Friday, June 20, 2008

rhubarb



We cut down rhubarb at our friend’s house. It is a beautiful evening with a beautiful sky that promises myriad of possibilities: rain clouds set ablaze by the lowering sun. There could be rain; there could be a sunny but cool evening. Our friend hasn’t been able to get to her rhubarb patch, or her vegetable garden which still has some sea kale growing from last year. She is caring for her ailing but spritely 96 year-old-mother, and all the good intentions of planting seeds and starters has gone by like the lilacs and apple blossom. She did get a cover crop in her garden, so the earth can recharge for next year.

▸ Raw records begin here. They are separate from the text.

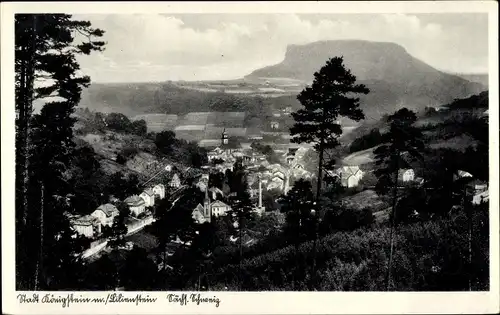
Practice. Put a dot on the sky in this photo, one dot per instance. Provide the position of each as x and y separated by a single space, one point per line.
161 47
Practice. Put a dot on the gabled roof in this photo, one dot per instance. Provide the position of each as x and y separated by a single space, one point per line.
85 220
199 208
216 190
134 201
347 171
218 203
108 209
402 171
461 173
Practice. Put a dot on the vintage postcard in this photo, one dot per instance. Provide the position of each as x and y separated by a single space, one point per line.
250 158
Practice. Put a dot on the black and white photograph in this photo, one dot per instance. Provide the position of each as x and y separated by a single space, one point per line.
252 152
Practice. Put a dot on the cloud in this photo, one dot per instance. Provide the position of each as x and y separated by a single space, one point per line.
223 46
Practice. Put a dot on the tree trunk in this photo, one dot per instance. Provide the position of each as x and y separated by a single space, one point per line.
320 169
241 253
28 110
39 264
393 227
469 223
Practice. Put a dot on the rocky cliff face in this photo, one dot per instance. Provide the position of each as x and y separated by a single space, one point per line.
396 79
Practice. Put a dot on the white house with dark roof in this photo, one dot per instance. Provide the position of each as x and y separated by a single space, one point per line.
105 214
198 214
159 191
349 175
216 192
136 204
175 182
461 174
204 213
406 175
148 196
87 225
219 208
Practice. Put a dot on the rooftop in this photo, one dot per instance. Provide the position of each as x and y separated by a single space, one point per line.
108 209
134 201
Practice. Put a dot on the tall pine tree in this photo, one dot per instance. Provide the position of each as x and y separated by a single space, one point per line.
330 96
404 143
46 69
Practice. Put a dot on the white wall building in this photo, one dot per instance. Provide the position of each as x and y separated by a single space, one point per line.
106 214
406 175
136 204
159 191
149 197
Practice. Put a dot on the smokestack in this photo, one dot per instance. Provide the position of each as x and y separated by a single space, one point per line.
287 183
260 193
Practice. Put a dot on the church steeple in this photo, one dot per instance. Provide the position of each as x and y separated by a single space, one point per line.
224 138
206 205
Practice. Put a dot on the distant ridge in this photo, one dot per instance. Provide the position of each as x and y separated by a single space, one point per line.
396 79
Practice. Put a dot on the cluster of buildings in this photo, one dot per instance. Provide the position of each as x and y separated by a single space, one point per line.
212 206
91 225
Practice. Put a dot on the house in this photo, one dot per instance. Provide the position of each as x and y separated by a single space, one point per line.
106 214
175 182
406 175
478 186
349 175
198 214
202 214
276 183
87 225
216 192
211 155
461 174
298 166
136 204
148 196
159 191
219 208
481 197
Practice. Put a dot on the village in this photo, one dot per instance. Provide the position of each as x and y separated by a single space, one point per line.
262 177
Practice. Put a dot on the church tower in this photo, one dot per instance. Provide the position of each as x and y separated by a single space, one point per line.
225 140
206 206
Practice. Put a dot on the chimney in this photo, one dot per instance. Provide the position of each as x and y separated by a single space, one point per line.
287 183
260 193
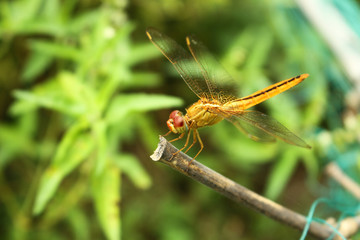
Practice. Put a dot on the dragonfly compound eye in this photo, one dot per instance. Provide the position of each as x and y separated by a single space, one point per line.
176 122
175 113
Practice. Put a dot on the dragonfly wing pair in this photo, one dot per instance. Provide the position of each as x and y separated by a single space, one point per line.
210 81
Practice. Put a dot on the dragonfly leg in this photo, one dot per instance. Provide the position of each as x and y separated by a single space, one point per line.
201 145
175 139
194 140
186 143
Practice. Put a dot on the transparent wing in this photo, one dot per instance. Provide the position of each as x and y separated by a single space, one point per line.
221 85
261 127
182 61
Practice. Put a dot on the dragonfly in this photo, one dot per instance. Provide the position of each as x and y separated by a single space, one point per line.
216 90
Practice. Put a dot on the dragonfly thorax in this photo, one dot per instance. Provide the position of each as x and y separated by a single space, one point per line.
176 122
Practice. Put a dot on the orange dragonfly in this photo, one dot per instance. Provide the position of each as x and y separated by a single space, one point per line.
216 90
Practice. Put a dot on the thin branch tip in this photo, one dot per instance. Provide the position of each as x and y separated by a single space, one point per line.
159 151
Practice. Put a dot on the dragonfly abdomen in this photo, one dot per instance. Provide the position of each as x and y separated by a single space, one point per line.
266 93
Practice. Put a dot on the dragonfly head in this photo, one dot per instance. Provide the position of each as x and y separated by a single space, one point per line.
176 122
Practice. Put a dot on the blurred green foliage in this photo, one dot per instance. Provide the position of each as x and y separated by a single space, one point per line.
75 78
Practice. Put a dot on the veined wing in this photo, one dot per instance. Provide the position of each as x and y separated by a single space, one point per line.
181 60
261 127
221 85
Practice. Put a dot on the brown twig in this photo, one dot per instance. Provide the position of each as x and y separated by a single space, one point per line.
234 191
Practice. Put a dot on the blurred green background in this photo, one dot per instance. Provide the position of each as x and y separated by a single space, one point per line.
84 96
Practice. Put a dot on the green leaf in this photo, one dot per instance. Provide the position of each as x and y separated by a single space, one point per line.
63 94
36 65
106 191
133 169
56 49
140 102
73 149
281 173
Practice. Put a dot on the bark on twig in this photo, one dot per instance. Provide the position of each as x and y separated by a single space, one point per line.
234 191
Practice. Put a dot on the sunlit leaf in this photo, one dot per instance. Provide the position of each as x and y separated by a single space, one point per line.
139 102
73 149
133 169
106 188
281 173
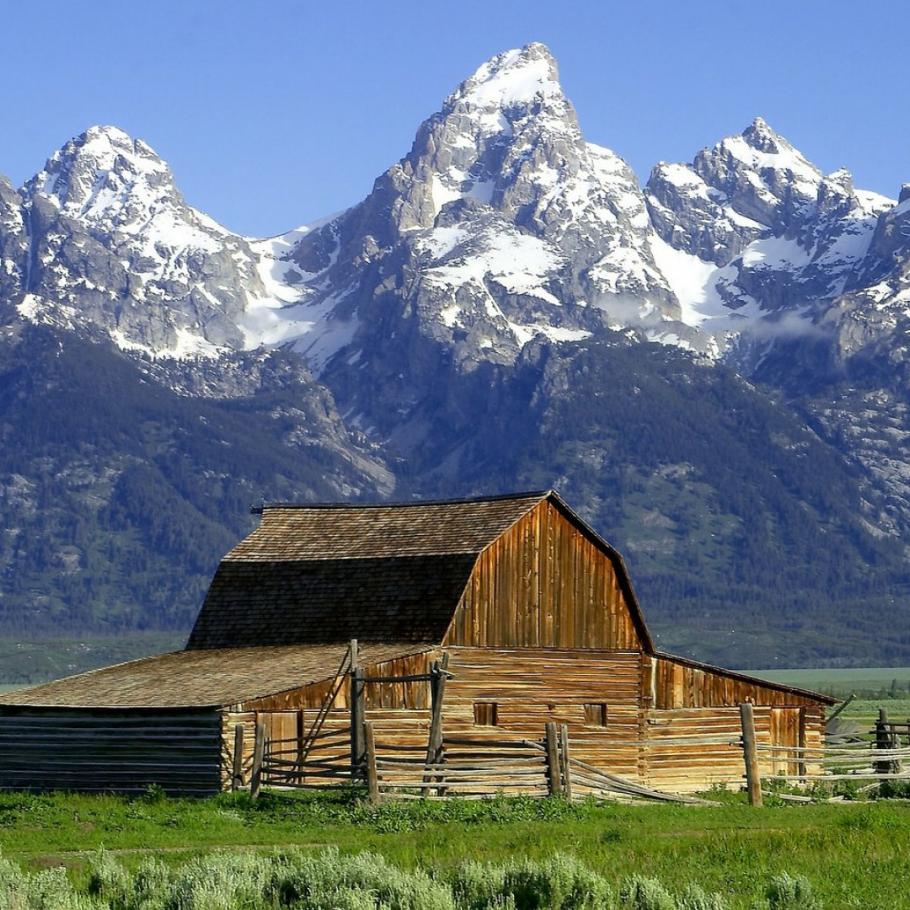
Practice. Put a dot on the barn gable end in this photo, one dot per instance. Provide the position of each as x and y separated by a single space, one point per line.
549 582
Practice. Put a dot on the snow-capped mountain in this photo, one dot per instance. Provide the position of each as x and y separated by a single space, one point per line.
483 318
501 225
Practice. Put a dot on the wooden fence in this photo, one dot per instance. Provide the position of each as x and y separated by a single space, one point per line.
871 758
466 766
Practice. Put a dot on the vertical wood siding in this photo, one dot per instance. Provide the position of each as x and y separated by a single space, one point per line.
544 583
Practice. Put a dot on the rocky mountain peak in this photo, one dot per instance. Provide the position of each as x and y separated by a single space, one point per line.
516 77
104 176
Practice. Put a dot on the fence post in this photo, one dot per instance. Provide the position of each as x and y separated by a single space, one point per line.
554 773
750 753
356 714
258 753
566 766
237 771
372 772
301 737
439 675
883 742
801 742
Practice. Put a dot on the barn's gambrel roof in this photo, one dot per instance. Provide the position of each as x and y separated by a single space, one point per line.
314 574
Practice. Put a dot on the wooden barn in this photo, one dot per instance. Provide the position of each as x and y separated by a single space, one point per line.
530 613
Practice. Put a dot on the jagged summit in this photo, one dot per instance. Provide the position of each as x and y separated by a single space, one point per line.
518 76
100 170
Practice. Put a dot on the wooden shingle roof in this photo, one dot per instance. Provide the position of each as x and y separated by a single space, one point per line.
437 528
211 678
321 574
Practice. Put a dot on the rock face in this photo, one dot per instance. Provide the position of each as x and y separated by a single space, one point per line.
114 245
501 224
485 319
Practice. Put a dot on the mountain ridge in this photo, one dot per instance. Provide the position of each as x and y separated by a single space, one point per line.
502 305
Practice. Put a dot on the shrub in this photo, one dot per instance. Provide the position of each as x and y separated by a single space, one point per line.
320 881
560 883
696 898
640 893
787 892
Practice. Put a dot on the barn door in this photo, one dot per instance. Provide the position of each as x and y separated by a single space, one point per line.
785 731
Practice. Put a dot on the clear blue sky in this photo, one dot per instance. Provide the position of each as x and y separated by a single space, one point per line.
274 114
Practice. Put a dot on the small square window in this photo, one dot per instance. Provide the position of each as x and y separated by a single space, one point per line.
485 713
596 715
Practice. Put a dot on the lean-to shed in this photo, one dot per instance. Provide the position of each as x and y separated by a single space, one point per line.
534 610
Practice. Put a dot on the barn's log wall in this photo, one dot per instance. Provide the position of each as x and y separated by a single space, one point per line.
110 750
544 583
533 686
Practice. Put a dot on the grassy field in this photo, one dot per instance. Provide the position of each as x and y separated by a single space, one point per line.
850 853
862 680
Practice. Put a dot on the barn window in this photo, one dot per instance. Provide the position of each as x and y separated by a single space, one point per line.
485 713
596 714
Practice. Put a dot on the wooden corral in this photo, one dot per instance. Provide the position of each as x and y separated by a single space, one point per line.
534 613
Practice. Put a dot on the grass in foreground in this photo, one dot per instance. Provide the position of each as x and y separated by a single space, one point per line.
328 880
851 855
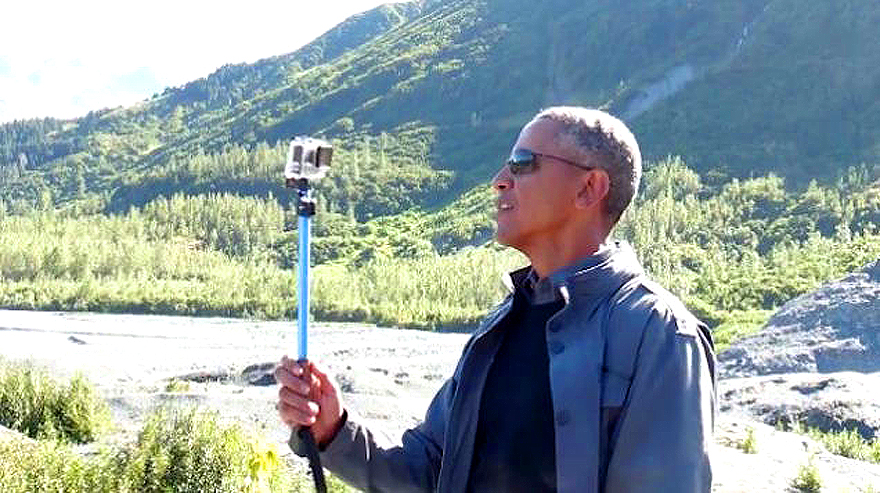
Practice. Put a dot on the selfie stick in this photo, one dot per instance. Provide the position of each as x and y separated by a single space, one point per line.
307 159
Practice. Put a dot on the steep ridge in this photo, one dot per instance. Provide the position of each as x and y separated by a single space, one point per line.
740 88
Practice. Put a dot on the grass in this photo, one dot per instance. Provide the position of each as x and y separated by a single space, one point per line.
737 325
849 443
846 443
808 479
176 451
749 445
34 403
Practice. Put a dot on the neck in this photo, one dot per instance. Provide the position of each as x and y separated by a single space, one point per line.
550 255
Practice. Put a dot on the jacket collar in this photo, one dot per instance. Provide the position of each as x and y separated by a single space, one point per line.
594 276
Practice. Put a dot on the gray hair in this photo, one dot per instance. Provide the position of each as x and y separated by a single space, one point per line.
602 141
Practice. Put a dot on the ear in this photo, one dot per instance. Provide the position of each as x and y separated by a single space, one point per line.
595 185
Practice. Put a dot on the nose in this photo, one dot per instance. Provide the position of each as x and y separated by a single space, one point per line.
502 180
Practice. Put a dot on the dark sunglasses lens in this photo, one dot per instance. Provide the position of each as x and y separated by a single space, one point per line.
521 162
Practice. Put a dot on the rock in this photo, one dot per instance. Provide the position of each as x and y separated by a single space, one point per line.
835 328
76 340
829 402
261 374
779 458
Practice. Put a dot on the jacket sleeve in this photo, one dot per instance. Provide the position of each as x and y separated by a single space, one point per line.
662 439
370 462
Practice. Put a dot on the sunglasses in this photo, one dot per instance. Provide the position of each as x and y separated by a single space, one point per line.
525 161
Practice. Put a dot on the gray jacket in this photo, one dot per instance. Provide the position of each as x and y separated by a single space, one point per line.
632 376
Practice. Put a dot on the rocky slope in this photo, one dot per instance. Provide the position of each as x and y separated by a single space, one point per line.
387 375
835 328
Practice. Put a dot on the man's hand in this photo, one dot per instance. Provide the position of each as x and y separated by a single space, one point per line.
307 397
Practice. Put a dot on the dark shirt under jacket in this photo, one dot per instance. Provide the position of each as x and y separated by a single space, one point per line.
514 444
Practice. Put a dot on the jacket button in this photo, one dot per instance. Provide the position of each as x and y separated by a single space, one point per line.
563 418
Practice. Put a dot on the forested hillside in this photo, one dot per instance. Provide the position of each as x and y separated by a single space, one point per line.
175 205
737 88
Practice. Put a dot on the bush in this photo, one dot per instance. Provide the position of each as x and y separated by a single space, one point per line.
193 452
184 452
27 467
808 479
40 407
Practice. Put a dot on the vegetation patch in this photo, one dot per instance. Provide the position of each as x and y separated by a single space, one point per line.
34 403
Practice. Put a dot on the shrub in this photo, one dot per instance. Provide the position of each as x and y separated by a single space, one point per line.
808 479
192 452
847 443
750 444
26 467
37 405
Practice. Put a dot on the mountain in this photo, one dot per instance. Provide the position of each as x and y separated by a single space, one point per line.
439 89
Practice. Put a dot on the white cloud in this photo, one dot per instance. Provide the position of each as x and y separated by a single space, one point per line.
63 59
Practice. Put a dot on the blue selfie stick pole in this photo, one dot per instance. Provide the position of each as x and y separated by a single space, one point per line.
307 159
305 209
303 286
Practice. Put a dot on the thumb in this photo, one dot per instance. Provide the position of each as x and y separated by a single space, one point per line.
325 383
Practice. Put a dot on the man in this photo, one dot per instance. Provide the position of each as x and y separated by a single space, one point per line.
588 377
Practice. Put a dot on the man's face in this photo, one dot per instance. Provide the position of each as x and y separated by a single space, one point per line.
537 207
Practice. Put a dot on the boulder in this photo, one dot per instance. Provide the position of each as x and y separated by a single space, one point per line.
778 459
834 328
829 402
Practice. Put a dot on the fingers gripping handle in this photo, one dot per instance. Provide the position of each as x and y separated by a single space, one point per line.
303 435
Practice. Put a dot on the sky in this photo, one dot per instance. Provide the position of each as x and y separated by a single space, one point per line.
63 59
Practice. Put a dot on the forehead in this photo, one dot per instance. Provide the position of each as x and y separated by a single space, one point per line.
539 135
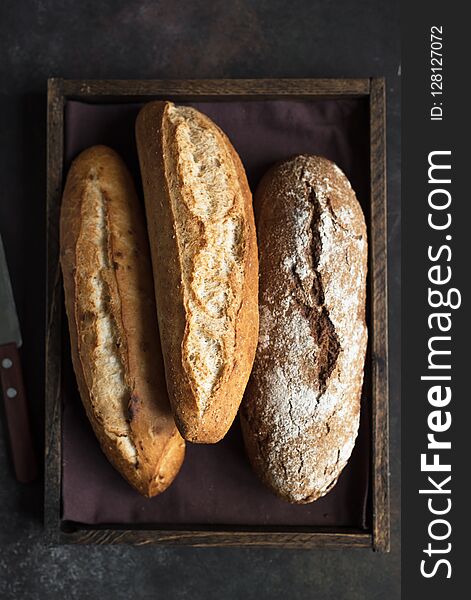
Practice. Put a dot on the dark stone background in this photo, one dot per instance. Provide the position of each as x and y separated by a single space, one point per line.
173 39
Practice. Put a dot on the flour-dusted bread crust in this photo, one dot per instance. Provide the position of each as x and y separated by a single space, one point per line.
110 304
204 255
301 409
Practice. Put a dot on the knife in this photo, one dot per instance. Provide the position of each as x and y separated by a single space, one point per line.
16 409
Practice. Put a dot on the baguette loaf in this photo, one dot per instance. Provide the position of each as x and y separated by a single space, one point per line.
301 409
112 318
204 256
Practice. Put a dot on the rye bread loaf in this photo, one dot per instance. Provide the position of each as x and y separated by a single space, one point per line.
111 311
204 255
301 409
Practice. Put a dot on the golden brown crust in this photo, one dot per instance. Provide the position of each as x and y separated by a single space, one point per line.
205 398
112 321
301 409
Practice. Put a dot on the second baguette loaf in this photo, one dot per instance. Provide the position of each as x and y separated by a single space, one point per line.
204 255
302 405
114 336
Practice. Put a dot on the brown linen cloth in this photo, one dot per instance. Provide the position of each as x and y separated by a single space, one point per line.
216 484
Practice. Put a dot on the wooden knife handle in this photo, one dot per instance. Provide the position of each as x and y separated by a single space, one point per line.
16 411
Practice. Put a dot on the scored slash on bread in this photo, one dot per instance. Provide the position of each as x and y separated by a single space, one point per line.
301 409
109 296
204 256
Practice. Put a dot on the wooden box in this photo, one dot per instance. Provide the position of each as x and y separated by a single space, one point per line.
376 534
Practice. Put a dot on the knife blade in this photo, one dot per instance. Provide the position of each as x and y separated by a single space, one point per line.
16 408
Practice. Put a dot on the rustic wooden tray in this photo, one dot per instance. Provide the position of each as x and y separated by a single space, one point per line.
61 90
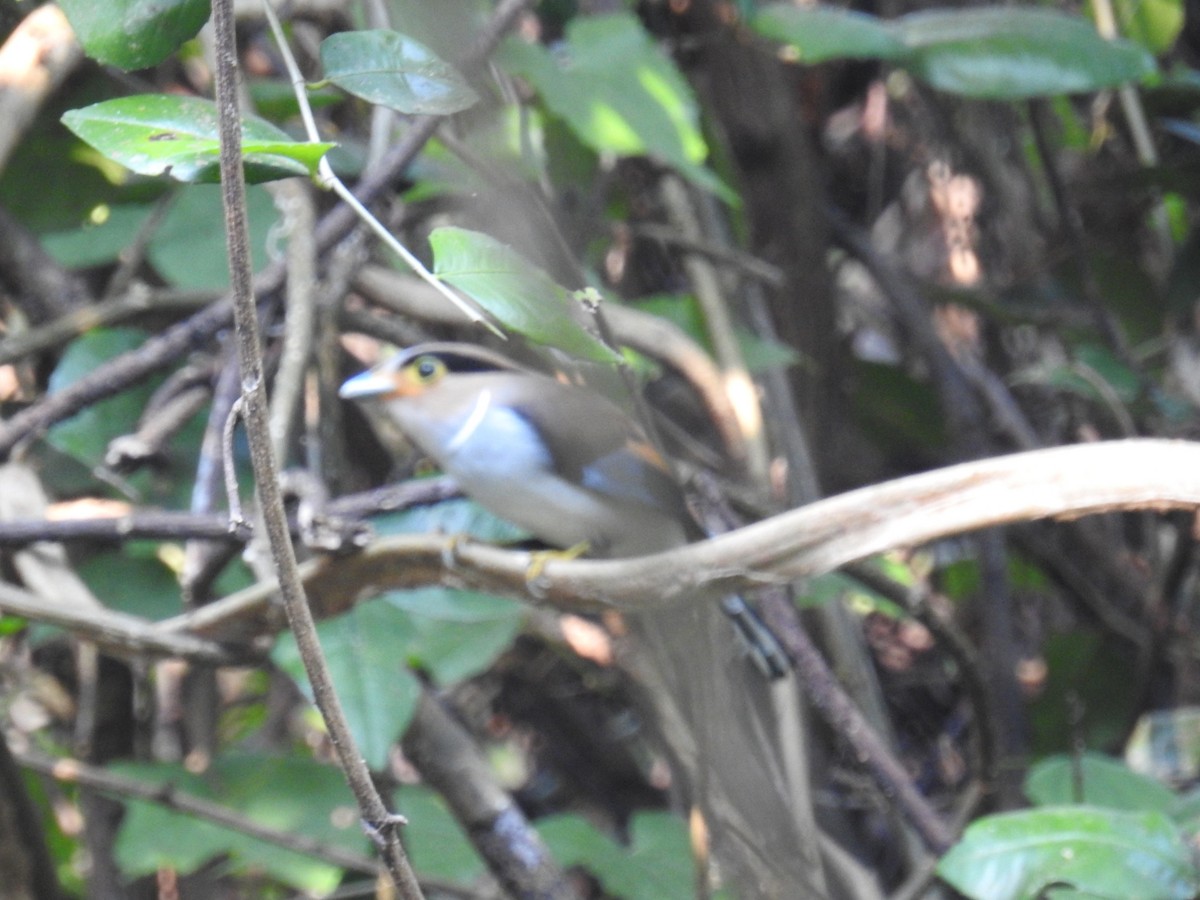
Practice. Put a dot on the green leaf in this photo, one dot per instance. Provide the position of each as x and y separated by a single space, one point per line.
683 310
97 243
619 94
438 845
135 34
189 249
85 436
823 33
1013 53
1102 852
517 293
455 516
395 71
456 634
162 135
1105 783
365 652
291 795
655 865
995 53
132 583
450 634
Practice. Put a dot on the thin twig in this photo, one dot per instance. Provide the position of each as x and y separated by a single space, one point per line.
76 772
1067 481
233 189
173 345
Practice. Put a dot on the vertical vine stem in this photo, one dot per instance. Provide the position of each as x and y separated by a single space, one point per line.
376 815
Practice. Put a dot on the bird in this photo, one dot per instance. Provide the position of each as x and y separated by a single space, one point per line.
574 469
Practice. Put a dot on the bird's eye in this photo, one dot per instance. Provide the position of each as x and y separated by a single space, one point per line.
429 370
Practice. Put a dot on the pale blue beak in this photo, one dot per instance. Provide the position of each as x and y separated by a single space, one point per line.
367 384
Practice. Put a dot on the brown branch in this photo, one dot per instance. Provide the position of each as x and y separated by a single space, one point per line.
1063 483
233 190
115 631
174 343
77 772
449 761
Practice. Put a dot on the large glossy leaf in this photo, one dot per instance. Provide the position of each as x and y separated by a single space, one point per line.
619 94
822 33
1101 852
365 652
997 53
135 34
85 436
395 71
436 840
162 135
1103 783
286 793
189 249
1008 53
448 634
514 291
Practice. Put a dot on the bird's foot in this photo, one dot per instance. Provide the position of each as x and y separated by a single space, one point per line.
538 562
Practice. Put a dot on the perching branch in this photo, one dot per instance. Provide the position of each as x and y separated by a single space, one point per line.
1063 483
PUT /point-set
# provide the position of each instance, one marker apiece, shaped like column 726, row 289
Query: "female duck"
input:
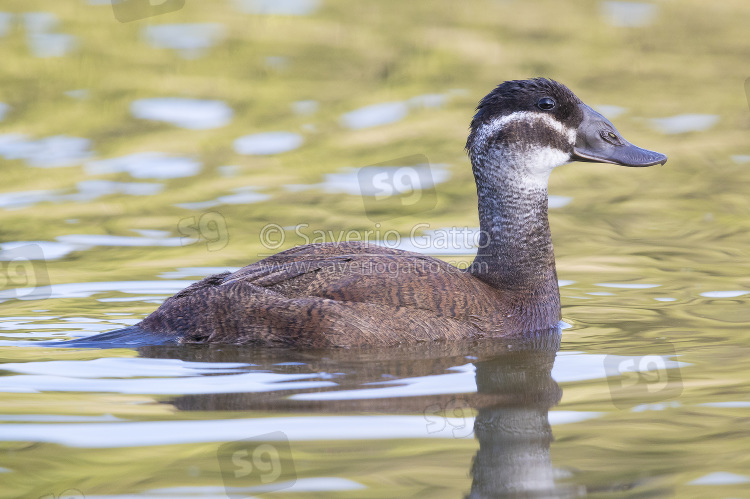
column 324, row 295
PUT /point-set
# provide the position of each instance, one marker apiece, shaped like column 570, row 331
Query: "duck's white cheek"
column 538, row 163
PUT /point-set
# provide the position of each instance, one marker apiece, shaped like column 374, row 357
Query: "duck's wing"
column 335, row 295
column 364, row 273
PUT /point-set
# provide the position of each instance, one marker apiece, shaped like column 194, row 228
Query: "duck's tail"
column 129, row 337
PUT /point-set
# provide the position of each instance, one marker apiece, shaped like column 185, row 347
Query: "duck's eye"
column 545, row 103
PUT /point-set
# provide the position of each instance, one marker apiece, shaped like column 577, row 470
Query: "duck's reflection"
column 514, row 392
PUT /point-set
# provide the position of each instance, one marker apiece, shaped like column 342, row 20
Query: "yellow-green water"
column 682, row 228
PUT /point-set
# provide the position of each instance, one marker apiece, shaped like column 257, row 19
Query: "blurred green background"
column 671, row 75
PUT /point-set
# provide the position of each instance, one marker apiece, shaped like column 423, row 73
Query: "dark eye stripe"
column 545, row 103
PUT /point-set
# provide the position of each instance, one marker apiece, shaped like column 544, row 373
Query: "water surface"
column 139, row 157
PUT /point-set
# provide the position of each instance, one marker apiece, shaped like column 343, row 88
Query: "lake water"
column 195, row 137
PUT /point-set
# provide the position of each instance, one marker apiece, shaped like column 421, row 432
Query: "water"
column 141, row 156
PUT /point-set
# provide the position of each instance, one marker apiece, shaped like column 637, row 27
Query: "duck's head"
column 536, row 125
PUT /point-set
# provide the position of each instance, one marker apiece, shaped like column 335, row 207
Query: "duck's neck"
column 515, row 253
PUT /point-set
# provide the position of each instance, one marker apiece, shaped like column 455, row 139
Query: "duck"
column 360, row 295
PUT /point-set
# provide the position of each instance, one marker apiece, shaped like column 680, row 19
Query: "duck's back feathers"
column 322, row 295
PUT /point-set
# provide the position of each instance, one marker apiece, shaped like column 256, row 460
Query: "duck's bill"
column 598, row 141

We cut back armfuls of her big exotic rhubarb with its big elephant ears, the red stems making you think of strawberries, and the leaves making you think of hot tropical evenings on a tea plantation somewhere far away like Burma or Ceylon... Our own rhubarb is still a small patch, a gift given by former diners at the restaurant who moved far away. They couldn’t successfully dig up the plants that had followed them from a long line of family gardeners and transplant them so many miles away. Instead, they bequeathed them to us. We wait for our rhubarb to mature and gain stature, and in the meantime, pirate other patches and dine off our spoils.

--Deirdre

1 comment:

Teacher and Student said...

Is it true that the leaves are poisonous? Dit you eat the leaves? Are you still alive?